Round 5 – ePalpatine/eWatto (James L.)

This was one of the most stressful Destiny games I’ve ever played. Both of our starts were awful. The only support I got in my opening hand was Fickle Mercenaries, but James’ Watto wasn’t giving him many resources. At the end of round 1, James had two cards in hand. I Probed him, and he showed me one Force Storm and one Palpatine’s Lightsaber. I focused into Watto’s discard side and Power Actioned with Snoke to discard both of the cards.

The following rounds were not much better for either of us. Though James didn’t get Force Storm and therefore dealt minimal damage, I also didn’t get any more supports until round 4. At that point I had tons of resources to play them and started dishing out damage. By then the match timer had been winding down for a while, and we were clearly playing what was going to be our last and most intense round.

The game ended with both of us dealing the same amount of damage to each other, but I had one more card remaining in my deck and hand than James.

Round 6 – eCaptain Phasma/Sentinel Messenger/Retribution (Steven H.)

This is a scary deck.
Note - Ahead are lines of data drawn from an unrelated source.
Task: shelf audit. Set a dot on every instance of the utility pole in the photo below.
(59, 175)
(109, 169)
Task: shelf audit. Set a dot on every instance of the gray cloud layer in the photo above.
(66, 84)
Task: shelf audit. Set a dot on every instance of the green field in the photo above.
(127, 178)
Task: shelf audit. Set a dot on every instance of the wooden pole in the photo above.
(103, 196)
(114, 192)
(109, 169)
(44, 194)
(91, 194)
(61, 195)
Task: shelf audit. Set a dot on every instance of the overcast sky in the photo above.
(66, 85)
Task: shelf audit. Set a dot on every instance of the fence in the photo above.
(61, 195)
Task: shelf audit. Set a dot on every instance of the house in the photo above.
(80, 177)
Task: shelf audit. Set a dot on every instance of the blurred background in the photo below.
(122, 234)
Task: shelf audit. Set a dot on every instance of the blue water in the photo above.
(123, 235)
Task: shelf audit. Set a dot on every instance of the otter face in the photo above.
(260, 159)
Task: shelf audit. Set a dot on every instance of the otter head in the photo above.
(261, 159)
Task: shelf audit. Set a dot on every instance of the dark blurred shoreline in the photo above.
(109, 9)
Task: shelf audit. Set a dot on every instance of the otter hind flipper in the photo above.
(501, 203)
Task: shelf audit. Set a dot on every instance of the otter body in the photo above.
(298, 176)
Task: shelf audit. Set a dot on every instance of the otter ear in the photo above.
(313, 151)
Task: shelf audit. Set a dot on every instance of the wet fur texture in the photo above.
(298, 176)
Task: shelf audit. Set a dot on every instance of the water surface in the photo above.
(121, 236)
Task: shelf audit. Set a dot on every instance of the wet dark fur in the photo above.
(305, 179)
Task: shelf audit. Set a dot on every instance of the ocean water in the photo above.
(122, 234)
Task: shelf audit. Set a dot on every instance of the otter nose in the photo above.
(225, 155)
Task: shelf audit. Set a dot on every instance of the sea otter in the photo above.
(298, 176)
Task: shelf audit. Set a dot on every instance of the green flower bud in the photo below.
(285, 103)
I was able to get down the Entourage package round 1 (both Entourages and both Fickle Mercenaries), but wasn’t able to deal that much damage. Steven started going after Snoke, so the clock was ticking.
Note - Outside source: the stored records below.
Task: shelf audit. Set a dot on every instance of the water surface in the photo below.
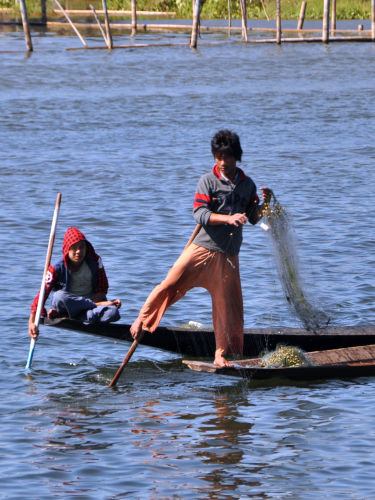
(124, 136)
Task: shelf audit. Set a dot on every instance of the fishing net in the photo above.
(277, 223)
(285, 356)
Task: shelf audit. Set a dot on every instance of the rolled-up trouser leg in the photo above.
(219, 274)
(187, 272)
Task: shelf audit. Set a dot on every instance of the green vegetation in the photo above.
(218, 9)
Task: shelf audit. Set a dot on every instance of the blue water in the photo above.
(124, 136)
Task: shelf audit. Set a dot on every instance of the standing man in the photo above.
(225, 200)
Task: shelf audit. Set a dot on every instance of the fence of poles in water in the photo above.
(196, 25)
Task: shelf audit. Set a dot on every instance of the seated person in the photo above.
(80, 285)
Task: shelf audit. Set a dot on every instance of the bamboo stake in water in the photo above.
(71, 24)
(333, 17)
(43, 285)
(43, 9)
(134, 17)
(196, 21)
(229, 18)
(26, 25)
(278, 22)
(325, 27)
(99, 24)
(301, 18)
(107, 25)
(243, 19)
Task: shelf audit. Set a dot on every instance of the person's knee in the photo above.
(58, 301)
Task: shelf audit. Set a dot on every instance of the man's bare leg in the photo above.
(220, 360)
(136, 328)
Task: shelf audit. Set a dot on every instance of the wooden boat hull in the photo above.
(335, 363)
(201, 343)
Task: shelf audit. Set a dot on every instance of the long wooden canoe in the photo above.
(344, 362)
(201, 343)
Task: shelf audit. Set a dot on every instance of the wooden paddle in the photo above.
(43, 285)
(134, 345)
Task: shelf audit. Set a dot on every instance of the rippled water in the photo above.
(125, 136)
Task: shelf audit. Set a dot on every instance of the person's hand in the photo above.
(237, 219)
(52, 313)
(266, 194)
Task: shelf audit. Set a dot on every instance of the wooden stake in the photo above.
(244, 19)
(107, 25)
(71, 24)
(100, 25)
(43, 11)
(278, 22)
(133, 347)
(325, 27)
(301, 18)
(43, 285)
(333, 17)
(26, 25)
(229, 19)
(134, 17)
(195, 27)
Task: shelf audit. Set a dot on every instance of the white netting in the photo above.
(278, 224)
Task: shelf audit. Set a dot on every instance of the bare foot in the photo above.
(136, 328)
(221, 361)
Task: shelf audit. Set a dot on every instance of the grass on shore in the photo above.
(218, 9)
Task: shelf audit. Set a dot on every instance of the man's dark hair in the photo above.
(226, 141)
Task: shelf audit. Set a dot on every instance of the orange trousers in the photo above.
(216, 272)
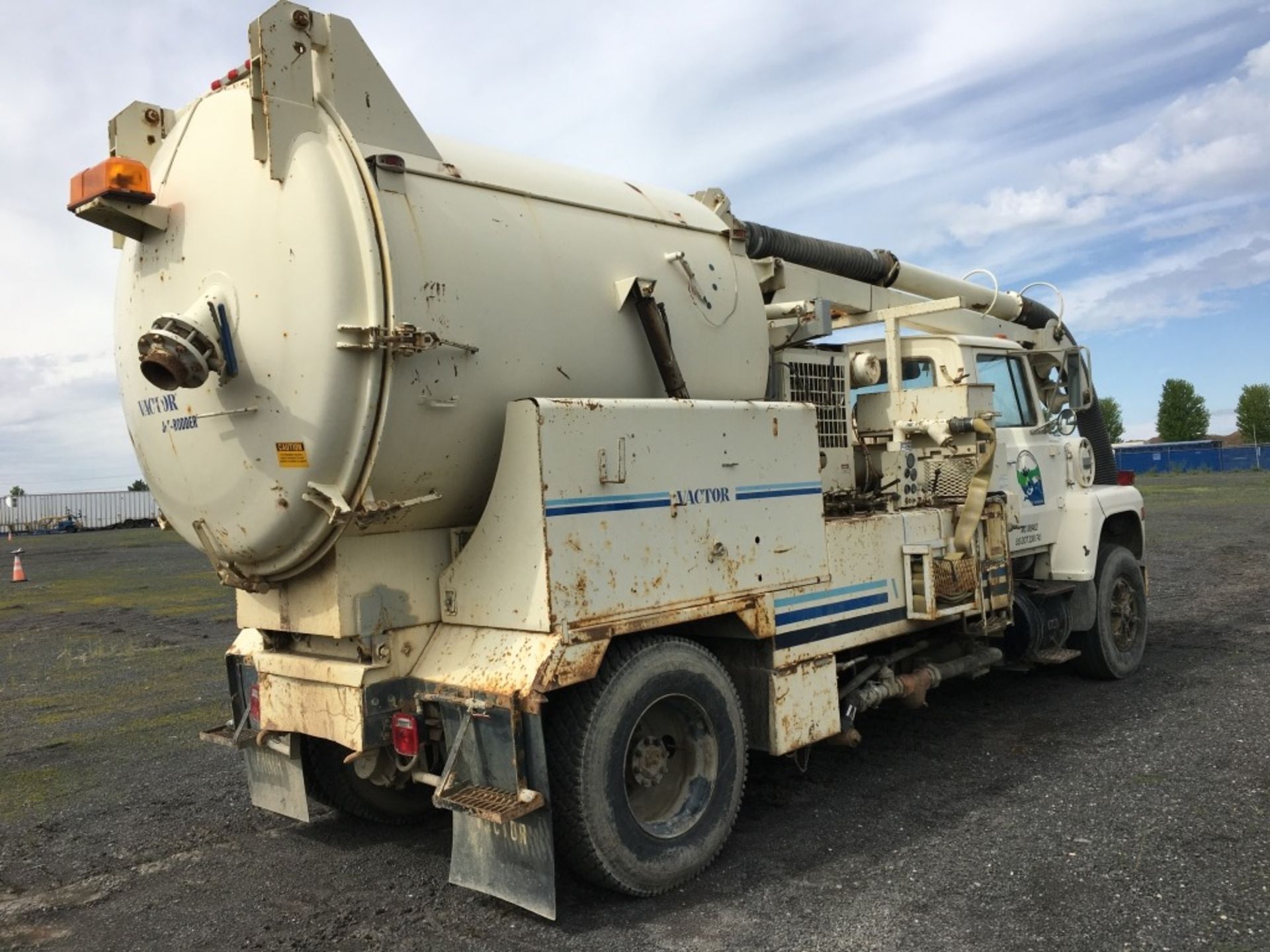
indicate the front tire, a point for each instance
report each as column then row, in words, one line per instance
column 1113, row 649
column 647, row 764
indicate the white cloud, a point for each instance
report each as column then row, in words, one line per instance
column 1203, row 143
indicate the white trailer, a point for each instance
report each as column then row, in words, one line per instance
column 548, row 496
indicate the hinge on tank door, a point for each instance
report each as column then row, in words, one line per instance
column 403, row 339
column 332, row 502
column 226, row 571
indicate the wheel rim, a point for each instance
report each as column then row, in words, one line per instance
column 671, row 767
column 1124, row 615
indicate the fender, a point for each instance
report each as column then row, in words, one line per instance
column 1075, row 554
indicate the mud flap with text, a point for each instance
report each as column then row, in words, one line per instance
column 276, row 777
column 498, row 754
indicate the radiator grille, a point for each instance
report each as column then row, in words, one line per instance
column 826, row 386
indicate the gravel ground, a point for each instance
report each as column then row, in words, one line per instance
column 1020, row 811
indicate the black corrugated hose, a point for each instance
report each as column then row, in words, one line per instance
column 832, row 257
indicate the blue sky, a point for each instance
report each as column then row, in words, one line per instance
column 1117, row 150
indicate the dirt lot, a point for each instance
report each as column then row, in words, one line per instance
column 1023, row 811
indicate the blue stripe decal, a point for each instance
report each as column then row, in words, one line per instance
column 843, row 626
column 779, row 485
column 802, row 615
column 771, row 494
column 662, row 502
column 831, row 593
column 593, row 500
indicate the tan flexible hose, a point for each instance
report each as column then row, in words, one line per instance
column 977, row 494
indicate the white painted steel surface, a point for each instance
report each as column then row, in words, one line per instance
column 95, row 510
column 513, row 257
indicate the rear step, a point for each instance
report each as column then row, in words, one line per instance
column 488, row 803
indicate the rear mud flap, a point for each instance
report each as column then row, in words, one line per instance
column 515, row 859
column 276, row 776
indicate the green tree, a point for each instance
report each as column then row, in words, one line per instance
column 1111, row 418
column 1253, row 413
column 1183, row 413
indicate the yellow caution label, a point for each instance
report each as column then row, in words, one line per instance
column 292, row 456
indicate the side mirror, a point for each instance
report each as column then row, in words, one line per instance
column 1080, row 393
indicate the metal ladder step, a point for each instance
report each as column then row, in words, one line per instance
column 492, row 803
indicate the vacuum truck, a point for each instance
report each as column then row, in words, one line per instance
column 549, row 496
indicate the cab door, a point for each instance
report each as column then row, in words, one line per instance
column 1031, row 467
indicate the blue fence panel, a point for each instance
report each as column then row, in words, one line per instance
column 1148, row 459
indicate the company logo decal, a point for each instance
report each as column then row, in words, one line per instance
column 1028, row 471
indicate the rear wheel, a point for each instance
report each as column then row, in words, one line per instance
column 1113, row 649
column 337, row 783
column 647, row 764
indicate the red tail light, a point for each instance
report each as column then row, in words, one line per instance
column 405, row 735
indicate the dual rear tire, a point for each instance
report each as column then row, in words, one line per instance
column 647, row 764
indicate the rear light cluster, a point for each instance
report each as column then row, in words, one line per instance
column 233, row 75
column 405, row 734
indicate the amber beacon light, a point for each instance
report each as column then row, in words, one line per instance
column 126, row 179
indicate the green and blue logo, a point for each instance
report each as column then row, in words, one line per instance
column 1028, row 471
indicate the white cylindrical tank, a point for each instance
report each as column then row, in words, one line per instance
column 519, row 259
In round 2 I made a huge misplay (or rather, I missed a huge opportunity). I could have mitigated Steven’s dice (which weren’t showing damage yet) to guarantee that Snoke lived with one health. This would have allowed me to use Snoke’s focus sides to turn the Entourages to specials (10 damage) and kill Phasma, ensuring victory. Instead, I opted to keep the money and save my mitigation for after his reroll. This is when disaster stuck. He rerolled into three two ranged damage sides, and no amount of mitigation could save Snoke (due to the Retribution plot). I thought that this was the end of my run, but continued trying to naturally land the specials on my two Entourage dice. I got one of the specials and landed some chip damage with my Fickle Mercenaries dice.
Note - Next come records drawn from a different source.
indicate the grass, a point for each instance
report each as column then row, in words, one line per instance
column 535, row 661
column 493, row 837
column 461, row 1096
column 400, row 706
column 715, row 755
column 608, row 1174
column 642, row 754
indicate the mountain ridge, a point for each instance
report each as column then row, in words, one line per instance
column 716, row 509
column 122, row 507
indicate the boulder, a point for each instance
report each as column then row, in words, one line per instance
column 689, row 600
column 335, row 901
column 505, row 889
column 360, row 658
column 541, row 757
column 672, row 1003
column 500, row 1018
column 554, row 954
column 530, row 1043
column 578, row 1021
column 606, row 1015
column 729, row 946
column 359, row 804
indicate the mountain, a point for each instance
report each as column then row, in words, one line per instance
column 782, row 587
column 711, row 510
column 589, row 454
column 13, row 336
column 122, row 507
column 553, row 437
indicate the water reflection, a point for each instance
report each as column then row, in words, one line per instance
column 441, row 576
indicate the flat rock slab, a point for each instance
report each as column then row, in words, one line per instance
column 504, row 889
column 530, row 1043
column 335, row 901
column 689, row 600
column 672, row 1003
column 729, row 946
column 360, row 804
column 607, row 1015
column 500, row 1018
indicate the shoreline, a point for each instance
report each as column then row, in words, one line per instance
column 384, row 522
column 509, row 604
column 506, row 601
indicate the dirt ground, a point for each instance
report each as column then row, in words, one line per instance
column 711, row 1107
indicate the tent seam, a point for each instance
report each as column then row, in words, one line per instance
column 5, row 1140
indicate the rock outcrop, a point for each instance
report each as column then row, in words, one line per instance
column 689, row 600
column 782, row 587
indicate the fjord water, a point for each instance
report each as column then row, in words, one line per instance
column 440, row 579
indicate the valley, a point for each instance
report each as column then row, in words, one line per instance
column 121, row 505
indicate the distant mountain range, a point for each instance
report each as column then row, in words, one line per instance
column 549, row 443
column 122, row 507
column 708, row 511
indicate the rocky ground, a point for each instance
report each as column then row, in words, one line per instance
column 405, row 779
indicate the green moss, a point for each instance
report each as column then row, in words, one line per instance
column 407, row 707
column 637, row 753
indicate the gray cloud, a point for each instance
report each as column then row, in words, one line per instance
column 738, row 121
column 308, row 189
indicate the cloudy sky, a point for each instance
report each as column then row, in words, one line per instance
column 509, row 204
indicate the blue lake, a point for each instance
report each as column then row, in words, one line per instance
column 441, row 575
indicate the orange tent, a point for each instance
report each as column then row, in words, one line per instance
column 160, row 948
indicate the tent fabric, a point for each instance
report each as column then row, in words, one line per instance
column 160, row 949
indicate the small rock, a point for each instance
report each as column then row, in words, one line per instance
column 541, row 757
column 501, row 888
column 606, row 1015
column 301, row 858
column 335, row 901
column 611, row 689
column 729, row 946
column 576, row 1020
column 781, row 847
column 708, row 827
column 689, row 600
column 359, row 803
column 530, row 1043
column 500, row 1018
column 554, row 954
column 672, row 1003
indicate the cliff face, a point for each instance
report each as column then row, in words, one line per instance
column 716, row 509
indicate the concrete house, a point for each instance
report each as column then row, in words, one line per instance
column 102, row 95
Round 3 was as brutal as round 2. My opponent played a Megablaster Troopers, I lost my FOST, and Watto was taken down to only three health. I ended up with one card left in hand (Megablaster Troopers), five resources, and my two Fickle Mercenary dice in the pool showing non-damage. Playing Megablaster Troopers at this point without being able to spot a leader seemed wasteful. I needed to get damage through, so I opted to pitch the card for a reroll. What a reroll it was! The Fickle dice landed on a two ranged and a three-for-one ranged side.

I then had to make one of the toughest decisions of the tournament— kill Phasma (who had a Mind Extraction on her and had already rolled out) or kill the Sentinel, who hadn’t rolled out yet. Maybe this was an easy decision, but it took me a while to figure out. I decided that Phasma needed to die because she gives the Megablasters an additional die, the Sentinel’s two melee side was not enough to kill Watto, and I needed my opponent to activate the Sentinel so I could Claim the battlefield and take initiative going into the last round. Luckily for me, he did activate the Sentinel but did not hit damage.

At the start of the final round, we both needed three damage to win the game. Activating an Entourage wasn’t too bad of an option, as it has a two in six chance of landing on three indirect damage or a special. However, a Fist is always better. I drew one into my hand that round, and as I had six resources, I was able to play it and roll it in. It hit shields, and though I was looking for any of its four damage sides, the shields side was also good. Those along with a Forsaken and a Riot Shield bought me enough time to roll the Fist again (hitting damage). My opponent had no mitigation, and the game was over.

Final Thoughts

The tournament was a lot of fun. Using the Best Coast Pairing app for pairings and results reporting was great because we avoided having to scrabble around with pieces of paper. Most importantly, it allowed us to keep a record of our opponents and their decks. While browsing through the ‘Placings’ I noticed something pretty cool—four of the six opponents I faced went 5-1 (Steven, Matt, Jonathon, and James). No wonder all my games were such close, intense matches. Thank you to everyone for the games, and thank you to Nick for being a great judge at the event!